In the context of a cooperative game, different fairness schemes exist in the literature to allocate the profit of the coalition formation (Bertsimas et al., 2011). Fairness can be represented either as directly considering a fair objective function, or after an optimal solution is retrieved by deciding how the payoff allocation will be performed. Figure 3 presents the main fairness schemes and solution approaches that have been utilised in the PSE literature. Two of the most prominent post-optimisation fairness criteria used, are: 1) the Shapley value (Shapley, 1953) and 2) the Schmeidler’s nucleolus (Schmeidler, 1969). While the Shapley value is based on a utilitarian approach, nucleolus applies egalitarianism. Let S be a coalition of players, then u(S) is the utility function of the coalition, the Shapley value for a player σ_j reflects the contribution of the player to the overall cooperation and is formulated in Eq. 4. For convex games, the marginal contribution of a player to a coalition increases as the coalition expands, i.e., the coalition has increasing returns to scale (Moulin, 1988).

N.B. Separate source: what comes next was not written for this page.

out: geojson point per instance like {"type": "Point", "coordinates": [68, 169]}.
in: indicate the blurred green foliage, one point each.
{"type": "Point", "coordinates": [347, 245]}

σ_{j} = \sum_{S \subseteq N \ {j}} \frac{| S |! \times (n - | S | - 1)!}{n!} (u (S \cup {j}) - u (S)), j \in N (4)

From an optimisation perspective, the different fairness schemes that can be used in order to maximise the payoff of the coalition are summarised in the following section. An illustration of how the choice of fairness schemes affects the payoff in a two-player game can be found in Figure 4 for varying the scale of total payoff for each player.

FIGURE 3

FIGURE 3. Fairness schemes and proposed solution approaches.

FIGURE 4

FIGURE 4. Payoff allocation for a two-player game under different fairness schemes. Pink contour corresponds to smaller total payoffs for both players, purple contour corresponds to higher payoffs, blue contour corresponds to the highest payoffs.

2.2.1 Social welfare scheme

The social welfare scheme seeks to maximise the total payoff of the coalition following the classical utilitarian approach.

ϕ_{S W} (U) ≔ \underset{u \in U}{a r g m a x} \sum_{j \in N} u_{j} (5)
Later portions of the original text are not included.